The Cobra had written a ferocious letter to Oscar Danbury threatening him with arrest if he exposed himself and/or displayed his disgusting desktop trick again. Hunt had followed up the Cobra’s letter by ordering Danbury to bring in an exterminator and professional cleaners to scrub thirty and thirty-one—at his expense. Danbury was now responsible for keeping those floors immaculate and vermin-free.

Hunt had taken some time off from firing the criminal and the incompetent to tell Amy Rothman she had been elected DDD&W’s first female partner. After explaining what had happened to Moose and why, he’d asked her to take over Moose’s department. He’d warned her that she’d have to reduce both the number of Moose’s Merry Men, and the huge number of accountants he’d hired, while simultaneously reassuring clients. Her eagerness and enthusiasm had been gratifying.

At the end of each grueling day, he went home to his empty apartment and ate Chinese or Indian takeout for his lonely supper. He fell into bed, where he lay awake tossing and turning, thinking of Moose’s villainy and the shock of learning that Theodore Douglas was a murderer, thief, polygamist, and criminal coconspirator with the Boston lawyer who’d cheated and abused the Davidson twins. Douglas: the lying vicious partner he’d considered a friend. His only friends at DDD&W had turned out to be treacherous, even wicked. How could he have been so mistaken about them?

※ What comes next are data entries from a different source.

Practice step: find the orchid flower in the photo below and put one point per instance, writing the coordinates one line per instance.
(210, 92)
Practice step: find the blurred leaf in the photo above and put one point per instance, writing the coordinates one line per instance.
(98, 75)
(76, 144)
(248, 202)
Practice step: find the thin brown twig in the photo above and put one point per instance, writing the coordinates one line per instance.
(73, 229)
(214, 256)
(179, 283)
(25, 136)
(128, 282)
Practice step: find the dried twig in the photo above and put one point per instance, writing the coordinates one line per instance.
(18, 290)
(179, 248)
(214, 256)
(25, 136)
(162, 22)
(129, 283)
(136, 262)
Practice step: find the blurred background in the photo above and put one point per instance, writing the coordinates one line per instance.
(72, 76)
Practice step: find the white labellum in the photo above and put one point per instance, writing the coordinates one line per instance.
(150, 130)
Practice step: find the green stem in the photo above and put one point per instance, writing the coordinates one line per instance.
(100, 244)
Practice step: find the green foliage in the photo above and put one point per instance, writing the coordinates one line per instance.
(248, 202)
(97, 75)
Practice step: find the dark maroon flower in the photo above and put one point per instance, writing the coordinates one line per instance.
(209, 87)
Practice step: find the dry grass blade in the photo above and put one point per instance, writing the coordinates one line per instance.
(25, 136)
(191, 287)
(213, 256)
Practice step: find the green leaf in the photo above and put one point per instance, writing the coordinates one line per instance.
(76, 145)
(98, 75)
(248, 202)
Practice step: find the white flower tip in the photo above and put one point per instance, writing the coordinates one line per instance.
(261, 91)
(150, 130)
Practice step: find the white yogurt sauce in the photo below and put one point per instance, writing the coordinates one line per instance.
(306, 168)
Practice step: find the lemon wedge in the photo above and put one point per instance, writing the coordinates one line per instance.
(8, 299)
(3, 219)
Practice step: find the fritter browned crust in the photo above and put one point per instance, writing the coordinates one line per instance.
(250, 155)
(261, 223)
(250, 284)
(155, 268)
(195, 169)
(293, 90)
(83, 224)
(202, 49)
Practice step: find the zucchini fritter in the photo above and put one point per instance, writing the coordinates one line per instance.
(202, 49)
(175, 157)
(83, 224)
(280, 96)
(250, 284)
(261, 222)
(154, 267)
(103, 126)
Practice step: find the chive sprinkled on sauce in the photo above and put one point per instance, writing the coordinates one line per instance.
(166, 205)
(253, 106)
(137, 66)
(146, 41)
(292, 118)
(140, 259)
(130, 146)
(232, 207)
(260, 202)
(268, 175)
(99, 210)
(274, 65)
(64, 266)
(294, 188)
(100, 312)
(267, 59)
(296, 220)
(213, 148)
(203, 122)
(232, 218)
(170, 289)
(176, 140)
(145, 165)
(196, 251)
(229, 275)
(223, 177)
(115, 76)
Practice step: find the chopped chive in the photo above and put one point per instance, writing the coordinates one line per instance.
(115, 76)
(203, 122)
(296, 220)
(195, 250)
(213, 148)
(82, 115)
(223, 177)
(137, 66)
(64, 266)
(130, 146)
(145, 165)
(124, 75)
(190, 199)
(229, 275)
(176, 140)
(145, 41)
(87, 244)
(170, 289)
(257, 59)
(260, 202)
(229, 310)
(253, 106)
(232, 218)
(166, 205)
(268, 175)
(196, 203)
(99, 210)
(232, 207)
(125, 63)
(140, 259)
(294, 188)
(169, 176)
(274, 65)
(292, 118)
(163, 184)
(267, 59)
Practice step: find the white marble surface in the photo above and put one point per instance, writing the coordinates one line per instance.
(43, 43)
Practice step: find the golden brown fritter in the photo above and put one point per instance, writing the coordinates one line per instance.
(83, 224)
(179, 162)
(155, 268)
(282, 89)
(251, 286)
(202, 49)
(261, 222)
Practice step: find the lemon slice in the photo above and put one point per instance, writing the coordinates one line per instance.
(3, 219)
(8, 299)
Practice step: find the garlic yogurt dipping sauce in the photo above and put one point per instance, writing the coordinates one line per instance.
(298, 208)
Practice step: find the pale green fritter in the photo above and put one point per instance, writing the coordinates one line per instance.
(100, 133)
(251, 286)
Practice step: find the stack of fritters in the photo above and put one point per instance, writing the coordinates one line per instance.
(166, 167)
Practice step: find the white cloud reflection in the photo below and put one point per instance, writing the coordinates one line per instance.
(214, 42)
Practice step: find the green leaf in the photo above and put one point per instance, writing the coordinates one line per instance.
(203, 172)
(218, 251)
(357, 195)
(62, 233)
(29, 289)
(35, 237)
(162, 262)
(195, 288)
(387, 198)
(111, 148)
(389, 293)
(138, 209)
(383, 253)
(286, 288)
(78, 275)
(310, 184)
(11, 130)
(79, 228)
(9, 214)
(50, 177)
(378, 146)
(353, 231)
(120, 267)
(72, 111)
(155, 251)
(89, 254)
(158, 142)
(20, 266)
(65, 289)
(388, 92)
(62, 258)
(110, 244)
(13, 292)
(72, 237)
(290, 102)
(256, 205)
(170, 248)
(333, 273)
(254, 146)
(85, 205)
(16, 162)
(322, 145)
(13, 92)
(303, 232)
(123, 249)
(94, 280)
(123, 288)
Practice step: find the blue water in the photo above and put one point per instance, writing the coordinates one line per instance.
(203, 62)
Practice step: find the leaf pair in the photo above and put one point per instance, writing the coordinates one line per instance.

He’d been overjoyed to learn that after all she’d been through, Elizabeth Davidson was willing to forgive and forget, and wanted to join DDD&W. Although she was now the firm’s largest stockholder, she wasn’t demanding an executive role, but humbly asking for a chance to learn. She was willing to let the Prince Charles Stuart Museum have the Davidson Americana collection. There would be no multimillion-dollar suit from the museum, that crazy Scot was off his back, and the Cobra had disappeared. With any luck he’d never be heard from again.

He wasn’t sure he could trust anyone at DDD&W except Elizabeth Davidson and Amy. He’d have to get to know everyone who worked there. Find good people to replace the bad ones. Rebuild the firm. Get a life. In that connection, he was determined to make a telephone call. He’d struggled to put Coleman Greene out of his mind ever since he met her and had failed miserably. He hadn’t been free to ask her out—she was press, and then she became a client, and he couldn’t talk to her about anything he was doing. He’d been terrified she’d expose the dreadful situation at DDD&W before he could improve it. He was committed to saving DDD&W, and he’d had so many problems to deal with he hadn’t had time to do anything else. Maybe too much work had clouded his judgement.

But as far as he knew, all of the dirty laundry had been scrubbed and exposed to sun and fresh air. He still thought about Coleman, still wanted to see her socially. He’d start with an apology and an invitation to dinner. Maybe in time she’d forgive him for how he’d treated her.